"But what can have caused it? She was all right when she went to Adelonga. Something must have happened while she was there. She is not merely fretting after Lucilla and the baby—oh, no, it is a deeper matter than that. I am afraid—I really am seriously afraid, by the look of things—that it has something to do with Mr. Kingston." Her mother, though silent, was so obtrusively conscious and uneasy that she felt assured, the moment that she looked at her, of the correctness of her surmise. "Oh, do tell me what has happened!" she continued, eagerly. "Something has, I know. It is what I have been dreading all along—with these tiresome delays! They ought to have been married out of hand, and then there would have been no trouble."

"If there is anything wrong between them," Mrs. Hardy reluctantly admitted, "it is—I must say that for Rachel, though she is very trying with her silly childishness—it is Mr. Kingston's doings."

"Of course," assented Mrs. Reade, promptly.

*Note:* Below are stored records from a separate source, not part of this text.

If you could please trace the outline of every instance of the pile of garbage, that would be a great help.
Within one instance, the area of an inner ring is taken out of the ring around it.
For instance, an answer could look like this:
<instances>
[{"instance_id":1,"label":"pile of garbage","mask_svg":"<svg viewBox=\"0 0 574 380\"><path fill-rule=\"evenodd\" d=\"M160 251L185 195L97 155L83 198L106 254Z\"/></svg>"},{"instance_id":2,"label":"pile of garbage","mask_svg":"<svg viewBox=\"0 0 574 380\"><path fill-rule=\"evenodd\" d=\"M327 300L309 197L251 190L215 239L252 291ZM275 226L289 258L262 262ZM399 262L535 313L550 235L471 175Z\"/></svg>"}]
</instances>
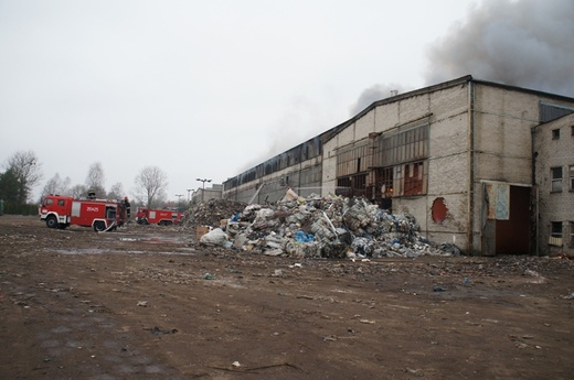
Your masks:
<instances>
[{"instance_id":1,"label":"pile of garbage","mask_svg":"<svg viewBox=\"0 0 574 380\"><path fill-rule=\"evenodd\" d=\"M288 189L277 204L246 205L241 211L235 208L200 242L293 258L366 260L460 254L454 245L428 241L419 229L412 215L390 214L365 198L316 194L304 198Z\"/></svg>"},{"instance_id":2,"label":"pile of garbage","mask_svg":"<svg viewBox=\"0 0 574 380\"><path fill-rule=\"evenodd\" d=\"M227 219L230 215L241 213L245 206L247 204L244 202L227 199L201 202L185 213L184 224L187 226L219 227L222 219Z\"/></svg>"}]
</instances>

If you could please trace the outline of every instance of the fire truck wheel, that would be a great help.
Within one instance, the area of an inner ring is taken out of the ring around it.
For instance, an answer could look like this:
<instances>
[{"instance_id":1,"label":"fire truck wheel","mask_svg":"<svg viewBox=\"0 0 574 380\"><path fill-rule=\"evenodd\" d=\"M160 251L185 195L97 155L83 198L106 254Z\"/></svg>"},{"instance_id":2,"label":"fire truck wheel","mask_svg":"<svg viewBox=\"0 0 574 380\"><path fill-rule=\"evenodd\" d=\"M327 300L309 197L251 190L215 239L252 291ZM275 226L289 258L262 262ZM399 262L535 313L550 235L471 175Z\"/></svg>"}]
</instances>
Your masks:
<instances>
[{"instance_id":1,"label":"fire truck wheel","mask_svg":"<svg viewBox=\"0 0 574 380\"><path fill-rule=\"evenodd\" d=\"M57 219L55 216L51 215L46 218L46 226L47 228L56 228L57 227Z\"/></svg>"},{"instance_id":2,"label":"fire truck wheel","mask_svg":"<svg viewBox=\"0 0 574 380\"><path fill-rule=\"evenodd\" d=\"M94 231L102 232L104 230L106 230L106 224L104 221L97 220L94 222Z\"/></svg>"}]
</instances>

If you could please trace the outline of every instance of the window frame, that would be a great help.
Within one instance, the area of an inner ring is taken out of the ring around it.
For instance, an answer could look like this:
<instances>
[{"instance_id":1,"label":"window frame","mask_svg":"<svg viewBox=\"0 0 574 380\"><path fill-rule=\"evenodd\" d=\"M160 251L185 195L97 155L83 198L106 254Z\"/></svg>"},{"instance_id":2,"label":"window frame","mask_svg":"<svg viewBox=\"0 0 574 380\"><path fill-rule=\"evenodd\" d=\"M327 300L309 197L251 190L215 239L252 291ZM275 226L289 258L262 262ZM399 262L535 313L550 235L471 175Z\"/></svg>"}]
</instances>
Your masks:
<instances>
[{"instance_id":1,"label":"window frame","mask_svg":"<svg viewBox=\"0 0 574 380\"><path fill-rule=\"evenodd\" d=\"M560 177L555 176L557 171L560 170ZM550 169L550 192L551 193L562 193L562 180L564 178L562 166L553 166Z\"/></svg>"},{"instance_id":2,"label":"window frame","mask_svg":"<svg viewBox=\"0 0 574 380\"><path fill-rule=\"evenodd\" d=\"M568 247L574 248L574 221L571 221L568 224L570 226L570 239L568 239Z\"/></svg>"},{"instance_id":3,"label":"window frame","mask_svg":"<svg viewBox=\"0 0 574 380\"><path fill-rule=\"evenodd\" d=\"M574 192L574 165L568 165L570 191Z\"/></svg>"}]
</instances>

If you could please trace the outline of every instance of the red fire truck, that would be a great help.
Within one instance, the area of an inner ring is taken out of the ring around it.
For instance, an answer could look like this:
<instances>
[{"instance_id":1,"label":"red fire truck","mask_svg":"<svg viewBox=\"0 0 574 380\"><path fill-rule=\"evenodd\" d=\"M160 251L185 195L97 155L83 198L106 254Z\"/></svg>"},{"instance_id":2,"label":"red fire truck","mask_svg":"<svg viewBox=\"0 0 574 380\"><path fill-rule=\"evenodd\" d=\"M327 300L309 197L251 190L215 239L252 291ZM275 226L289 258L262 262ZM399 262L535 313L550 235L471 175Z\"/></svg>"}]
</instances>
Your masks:
<instances>
[{"instance_id":1,"label":"red fire truck","mask_svg":"<svg viewBox=\"0 0 574 380\"><path fill-rule=\"evenodd\" d=\"M109 231L126 221L126 207L121 202L76 199L71 196L46 195L39 208L40 220L49 228L64 229L71 225L93 227L95 231Z\"/></svg>"},{"instance_id":2,"label":"red fire truck","mask_svg":"<svg viewBox=\"0 0 574 380\"><path fill-rule=\"evenodd\" d=\"M136 213L136 221L140 225L158 224L160 226L179 225L183 218L182 213L172 211L170 209L156 209L147 207L138 207Z\"/></svg>"}]
</instances>

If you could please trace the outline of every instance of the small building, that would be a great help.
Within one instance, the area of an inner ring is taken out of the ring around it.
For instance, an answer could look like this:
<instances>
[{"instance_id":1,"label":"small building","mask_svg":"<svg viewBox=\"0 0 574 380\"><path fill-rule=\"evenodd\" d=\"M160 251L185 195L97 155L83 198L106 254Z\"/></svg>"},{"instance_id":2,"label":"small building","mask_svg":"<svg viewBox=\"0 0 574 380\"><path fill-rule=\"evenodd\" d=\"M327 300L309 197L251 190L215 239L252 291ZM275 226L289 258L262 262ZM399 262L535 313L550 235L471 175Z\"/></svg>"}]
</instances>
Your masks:
<instances>
[{"instance_id":1,"label":"small building","mask_svg":"<svg viewBox=\"0 0 574 380\"><path fill-rule=\"evenodd\" d=\"M429 240L468 254L541 252L548 237L536 235L544 232L539 217L550 211L533 211L533 137L572 112L574 98L465 76L375 101L227 180L223 196L276 202L287 186L302 196L364 196L413 215ZM539 152L536 163L555 154ZM573 213L560 220L574 220ZM557 236L557 219L554 227Z\"/></svg>"},{"instance_id":2,"label":"small building","mask_svg":"<svg viewBox=\"0 0 574 380\"><path fill-rule=\"evenodd\" d=\"M532 129L535 253L574 256L574 113Z\"/></svg>"},{"instance_id":3,"label":"small building","mask_svg":"<svg viewBox=\"0 0 574 380\"><path fill-rule=\"evenodd\" d=\"M210 199L221 199L223 194L223 185L222 184L212 184L211 187L200 187L193 193L191 193L191 200L190 203L192 205L195 205L198 203L210 200Z\"/></svg>"}]
</instances>

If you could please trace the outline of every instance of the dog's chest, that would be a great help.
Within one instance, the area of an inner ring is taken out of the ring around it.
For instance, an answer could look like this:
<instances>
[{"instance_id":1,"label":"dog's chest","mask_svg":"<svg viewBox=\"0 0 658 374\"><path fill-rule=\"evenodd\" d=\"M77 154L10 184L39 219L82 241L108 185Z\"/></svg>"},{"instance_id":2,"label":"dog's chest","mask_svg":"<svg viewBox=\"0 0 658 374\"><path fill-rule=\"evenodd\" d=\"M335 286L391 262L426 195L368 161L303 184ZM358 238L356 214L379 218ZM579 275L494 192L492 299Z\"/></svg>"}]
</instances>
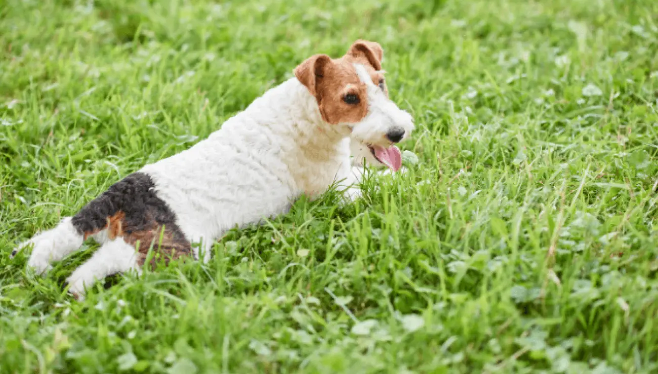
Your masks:
<instances>
[{"instance_id":1,"label":"dog's chest","mask_svg":"<svg viewBox=\"0 0 658 374\"><path fill-rule=\"evenodd\" d=\"M349 162L349 157L334 153L322 159L305 157L290 169L293 179L300 193L315 198L337 181L337 176L341 174L343 164Z\"/></svg>"}]
</instances>

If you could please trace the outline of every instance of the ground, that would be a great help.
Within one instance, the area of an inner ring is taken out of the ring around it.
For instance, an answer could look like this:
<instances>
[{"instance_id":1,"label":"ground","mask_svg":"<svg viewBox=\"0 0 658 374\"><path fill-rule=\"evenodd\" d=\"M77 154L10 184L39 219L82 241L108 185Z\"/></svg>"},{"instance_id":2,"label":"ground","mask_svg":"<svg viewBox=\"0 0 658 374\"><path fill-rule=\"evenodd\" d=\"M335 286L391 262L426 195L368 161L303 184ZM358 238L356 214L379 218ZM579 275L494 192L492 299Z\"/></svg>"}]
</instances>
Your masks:
<instances>
[{"instance_id":1,"label":"ground","mask_svg":"<svg viewBox=\"0 0 658 374\"><path fill-rule=\"evenodd\" d=\"M0 372L657 372L657 20L653 0L0 0ZM359 37L415 118L407 174L83 302L63 280L93 244L44 277L9 258Z\"/></svg>"}]
</instances>

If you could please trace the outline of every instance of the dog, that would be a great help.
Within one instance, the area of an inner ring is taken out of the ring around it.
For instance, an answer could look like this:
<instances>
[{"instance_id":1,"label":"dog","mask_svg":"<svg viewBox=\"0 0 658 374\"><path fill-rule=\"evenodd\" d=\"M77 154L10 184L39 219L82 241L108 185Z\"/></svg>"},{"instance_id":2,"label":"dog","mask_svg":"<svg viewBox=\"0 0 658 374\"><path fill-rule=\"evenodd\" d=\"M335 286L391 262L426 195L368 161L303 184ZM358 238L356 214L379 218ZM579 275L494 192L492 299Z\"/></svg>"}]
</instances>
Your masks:
<instances>
[{"instance_id":1,"label":"dog","mask_svg":"<svg viewBox=\"0 0 658 374\"><path fill-rule=\"evenodd\" d=\"M415 128L388 97L383 57L378 43L357 40L340 58L307 58L219 130L129 174L11 256L32 246L28 265L42 274L92 238L99 248L66 279L82 300L95 280L139 274L149 259L207 262L226 231L284 214L303 195L335 185L358 199L365 163L399 170L395 144Z\"/></svg>"}]
</instances>

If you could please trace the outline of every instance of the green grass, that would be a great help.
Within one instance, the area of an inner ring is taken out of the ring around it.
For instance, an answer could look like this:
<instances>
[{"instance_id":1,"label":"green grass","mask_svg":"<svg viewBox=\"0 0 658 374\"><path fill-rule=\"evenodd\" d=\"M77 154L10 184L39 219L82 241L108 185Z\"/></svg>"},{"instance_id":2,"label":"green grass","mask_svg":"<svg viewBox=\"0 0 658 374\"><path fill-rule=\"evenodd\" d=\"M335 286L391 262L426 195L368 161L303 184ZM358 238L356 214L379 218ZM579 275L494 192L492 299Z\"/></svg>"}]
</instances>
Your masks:
<instances>
[{"instance_id":1,"label":"green grass","mask_svg":"<svg viewBox=\"0 0 658 374\"><path fill-rule=\"evenodd\" d=\"M0 0L0 372L658 371L657 20L653 0ZM63 279L91 247L45 277L9 259L358 37L416 120L409 174L81 303Z\"/></svg>"}]
</instances>

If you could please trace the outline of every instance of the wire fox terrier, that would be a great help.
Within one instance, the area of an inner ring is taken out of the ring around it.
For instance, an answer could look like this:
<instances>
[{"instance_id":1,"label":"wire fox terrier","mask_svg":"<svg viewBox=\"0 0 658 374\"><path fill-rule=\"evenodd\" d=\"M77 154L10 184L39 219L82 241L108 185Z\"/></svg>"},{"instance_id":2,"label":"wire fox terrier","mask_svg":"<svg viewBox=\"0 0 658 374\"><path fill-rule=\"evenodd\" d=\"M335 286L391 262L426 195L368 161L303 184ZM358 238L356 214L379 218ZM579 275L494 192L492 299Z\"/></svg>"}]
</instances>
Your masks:
<instances>
[{"instance_id":1,"label":"wire fox terrier","mask_svg":"<svg viewBox=\"0 0 658 374\"><path fill-rule=\"evenodd\" d=\"M363 160L397 171L394 144L414 129L388 97L383 55L378 43L358 40L340 58L309 57L207 139L128 175L12 256L32 246L28 264L43 273L95 239L100 247L66 279L82 299L96 279L140 273L149 253L207 262L226 231L286 213L302 195L317 197L335 183L359 197Z\"/></svg>"}]
</instances>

"It was on the night of the ball. He rather neglected Rachel—the first time I ever knew him to do it—and he flirted in that foolish way of his—with Minnie Hale. You know Minnie Hale?—a great, fat, giggling creature—quite a common, vulgar sort of girl—not in the least his sort, one would have imagined. I don't wonder that Rachel was offended; I was extremely vexed with him myself, for he did it so openly—everybody noticed it. It was so bad, really, that the man that horrid girl was engaged to, Mr. Lessel, broke off with her on account of it. That will show you. She was a great deal worse than he was, of course. But he went great lengths. Perhaps he had been taking too much wine," she sighed, plaintively.

"No," said Mrs. Reade. "He has plenty of faults, but that is not one of them."

"Rachel was deeply hurt and shocked," Mrs. Hardy proceeded. "Naturally, for it was not a thing she had been used to, poor child. She took it very much to heart—so much that she wanted, like Mr. Lessel, to break off her engagement there and then." Here Mrs. Hardy went into details of poor Rachel's unsuccessful struggle for deliverance. "But of course I reasoned with the foolish child," she added conclusively; "I talked her out of that."

Mrs. Reade sat very still, tracing patterns on the floor with the point of her parasol.

"And did they have a quarrel?" she asked, vaguely. She was evidently thinking of something else.

"No. There was a coolness, of course, but—oh, no, I am sure they did not quarrel. He has seemed anxious to make up for it, and she has not shown any temper or resentment. But things have been uncomfortable if you can understand—very unsatisfactory and uncomfortable—ever since. I think she was disappointed in him, and cannot get over it. I have been hoping that it was all right, and that she was only unsettled and dispirited about leaving Adelonga. But now you mention it—yes, now I think of it—I'm afraid she is brooding over that other trouble still. Foolish child! she lives in a world of romantic ideals, I suppose."

"Why did Mr. Kingston flirt with Minnie Hale?" asked Mrs. Reade, looking up at her mother impressively.